A former leader of ultra-nationalist Grey Wolves in Turkey said during a live broadcast on Tuesday that he received information about a possible assassination attempt against Kemal Kilicdaroglu, leader of main opposition Republican People's Party (CHP) and the presidential candidate of a six-party opposition bloc.

Alaattin Aldemir, who had been imprisoned for seven years after the military coup in 1980 on charges of involvement in illegal activities under the far right Nationalist Movement Party (MHP), and who served during the 1990s as the head of Grey Wolves for four years, told Halk TV's Ismail Kucuckkaya:

"What's more important than the security of the ballot boxes now is the security of the leaders of six parties that constitute the Nation Alliance. I've heard certain things, things about a planned move against Mr. Kilicdaroglu through means of a mafia group. I am calling state officials to duty, otherwise they'll all be considered complicit. I've been hearing about this plan to make a move, just like they did in the case of Sinan [former Grey Wolves leader Sinan Ates who was assassinated on 30 December]."

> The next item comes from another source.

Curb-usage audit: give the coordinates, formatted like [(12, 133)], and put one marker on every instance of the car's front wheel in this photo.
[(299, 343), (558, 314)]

Asked about objections by some ultra-nationalist circles to a dialogue between Kilicdaroglu and officials of pro-Kurdish Peoples' Democratic Party (HDP), Aldemir said that first the Justice and Development Party (MHP) was "held hostage" by MHP, by declaring any dialogue with HDP "high treason," and now there were similar attempts to hold CHP hostage through nationalist Good Party, to prevent a dialogue.

"We will not allow this," Aldemir said, adding:

"HDP is a legal party, isn't it? (...) You shouldn't treat Kurds as separatists. It's that simple. China is treating all Uyghurs as terrorists. Then China has the right to do that, does it? No, they are both wrong (...) I'm a person who defend the unity of Turks, the Turan. We were separated from the Kazakhs, the Uzbeks a thousand years ago. Are we still relatives? Yes, we are. Not in the genetic sense though. We have been living together with the peoples here for a thousand years. Are we relatives? Yes. We are relatives with Bosniaks and Kurds, and relatives with Arabs of Hatay."